How to disable mbedtls on ESP-IDF

[kysonlok]

Hello,

I have a project with esp32s2. I have a static library which is provided by a vendor. The static library contains modified mbedtls. When I link the static library on my IDF sample project, some mbedtls function is conflict with the mbedtls component.

So my question is there is any way to disable IDF mbedtls? If yes, what should I do? Thanks.

[dizcza]

+1

I'd also like to disable mbedlts for another reason: it takes up additional Flash and perhaps RAM resources. It looks impossible though: there is no such flag.

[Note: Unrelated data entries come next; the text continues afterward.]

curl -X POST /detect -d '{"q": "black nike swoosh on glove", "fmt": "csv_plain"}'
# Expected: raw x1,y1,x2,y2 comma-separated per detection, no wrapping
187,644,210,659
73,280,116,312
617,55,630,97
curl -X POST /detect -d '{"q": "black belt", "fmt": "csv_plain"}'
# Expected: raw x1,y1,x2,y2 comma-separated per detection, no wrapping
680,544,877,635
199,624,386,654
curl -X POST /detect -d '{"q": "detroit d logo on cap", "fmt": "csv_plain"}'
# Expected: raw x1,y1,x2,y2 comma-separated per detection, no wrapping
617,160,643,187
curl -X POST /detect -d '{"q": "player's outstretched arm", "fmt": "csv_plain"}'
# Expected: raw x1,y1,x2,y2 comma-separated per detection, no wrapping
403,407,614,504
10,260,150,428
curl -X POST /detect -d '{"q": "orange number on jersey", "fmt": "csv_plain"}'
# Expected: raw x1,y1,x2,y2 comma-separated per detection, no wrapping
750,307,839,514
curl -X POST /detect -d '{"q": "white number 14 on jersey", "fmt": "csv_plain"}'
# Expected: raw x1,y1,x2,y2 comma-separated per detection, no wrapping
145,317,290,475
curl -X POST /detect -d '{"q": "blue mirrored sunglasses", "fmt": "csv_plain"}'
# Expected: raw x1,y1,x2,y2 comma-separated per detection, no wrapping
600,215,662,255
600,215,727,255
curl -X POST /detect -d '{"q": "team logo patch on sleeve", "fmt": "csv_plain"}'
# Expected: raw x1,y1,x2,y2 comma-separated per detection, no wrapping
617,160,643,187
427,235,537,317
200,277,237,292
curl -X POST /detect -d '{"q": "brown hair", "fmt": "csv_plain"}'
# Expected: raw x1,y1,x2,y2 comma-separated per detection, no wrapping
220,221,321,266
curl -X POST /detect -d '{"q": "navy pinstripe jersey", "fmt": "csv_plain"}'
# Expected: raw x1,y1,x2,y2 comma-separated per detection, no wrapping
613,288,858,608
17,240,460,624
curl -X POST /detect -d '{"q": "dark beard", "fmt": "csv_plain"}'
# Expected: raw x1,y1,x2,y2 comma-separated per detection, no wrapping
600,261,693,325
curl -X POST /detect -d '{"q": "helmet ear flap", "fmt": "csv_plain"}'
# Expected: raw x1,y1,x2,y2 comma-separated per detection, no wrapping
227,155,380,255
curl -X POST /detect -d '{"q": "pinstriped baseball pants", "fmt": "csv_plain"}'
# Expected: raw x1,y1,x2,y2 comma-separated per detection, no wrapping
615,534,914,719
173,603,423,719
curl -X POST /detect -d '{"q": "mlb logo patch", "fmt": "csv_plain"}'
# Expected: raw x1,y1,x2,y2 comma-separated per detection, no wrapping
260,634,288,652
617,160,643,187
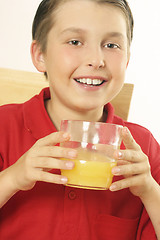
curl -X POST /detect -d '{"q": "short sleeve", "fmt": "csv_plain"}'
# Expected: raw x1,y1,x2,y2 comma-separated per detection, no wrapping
0,155,3,172
148,135,160,184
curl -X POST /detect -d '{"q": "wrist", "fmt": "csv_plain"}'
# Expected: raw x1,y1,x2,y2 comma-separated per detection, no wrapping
139,176,159,205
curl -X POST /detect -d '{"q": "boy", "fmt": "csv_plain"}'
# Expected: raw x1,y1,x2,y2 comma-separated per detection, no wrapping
0,0,160,240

Seems like we're forced to use encrypted communication when no communication is needed.

[ESP_Sprite]

Generally, if you don't link to mbedtls stuff anywhere, the linker will see it's not used and not include it in your binary. Do note, however, that various things like (iirc) BT and the WiFi stack do depend on mbedtls for their crypto needs, so if you use those, mbedtls will be included.

[dizcza]

In some projects I need WiFi but the communication is within the local network only, so I don't need encryption.

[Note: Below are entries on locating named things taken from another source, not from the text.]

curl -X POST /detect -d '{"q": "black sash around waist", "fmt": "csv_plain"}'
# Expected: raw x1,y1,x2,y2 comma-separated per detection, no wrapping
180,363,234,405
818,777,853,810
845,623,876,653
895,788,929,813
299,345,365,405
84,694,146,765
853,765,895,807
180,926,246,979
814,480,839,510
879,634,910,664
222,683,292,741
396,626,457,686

The way I'm currently doing this is disabling each and every feature in mbedtls menuconfig:

Code: Select all

# CONFIG_MBEDTLS_SSL_RENEGOTIATION is not set
# CONFIG_MBEDTLS_CLIENT_SSL_SESSION_TICKETS is not set
# CONFIG_MBEDTLS_SERVER_SSL_SESSION_TICKETS is not set
# CONFIG_MBEDTLS_ECP_DP_SECP224R1_ENABLED is not set
# CONFIG_MBEDTLS_ECP_DP_SECP256R1_ENABLED is not set
# CONFIG_MBEDTLS_ECP_DP_SECP384R1_ENABLED is not set
# CONFIG_MBEDTLS_ECP_DP_SECP521R1_ENABLED is not set
# CONFIG_MBEDTLS_ECP_DP_SECP192K1_ENABLED is not set
# CONFIG_MBEDTLS_ECP_DP_SECP224K1_ENABLED is not set
# CONFIG_MBEDTLS_ECP_DP_SECP256K1_ENABLED is not set
# CONFIG_MBEDTLS_ECP_DP_BP256R1_ENABLED is not set
# CONFIG_MBEDTLS_ECP_DP_BP384R1_ENABLED is not set
# CONFIG_MBEDTLS_ECP_DP_BP512R1_ENABLED is not set
# CONFIG_MBEDTLS_ECP_DP_CURVE25519_ENABLED is not set
# CONFIG_MBEDTLS_ECP_NIST_OPTIM is not set

Unfortunately, I cannot exclude all features as some headers complain that I must select at least one encryption algorithm,.

[ESP_Sprite]

...you don't even need a password for your WiFi network? Because WPA uses encryption. But yeah, even if you were to only use open networks, I don't think the WiFi stack is configurable to not accept any encryption at all. You could create a mbedtls component in your project (which will override the ESP-IDF version) and simply code stub functions for everything that is needed, but I'm not sure what stuff will break if you'd do that.

[dizcza]

Yeah I do use WPA connections, I didn't think of that. Well, at least I found the minimal working configuration of mbedtls that doesn't require tinkering with ESP-IDF components code.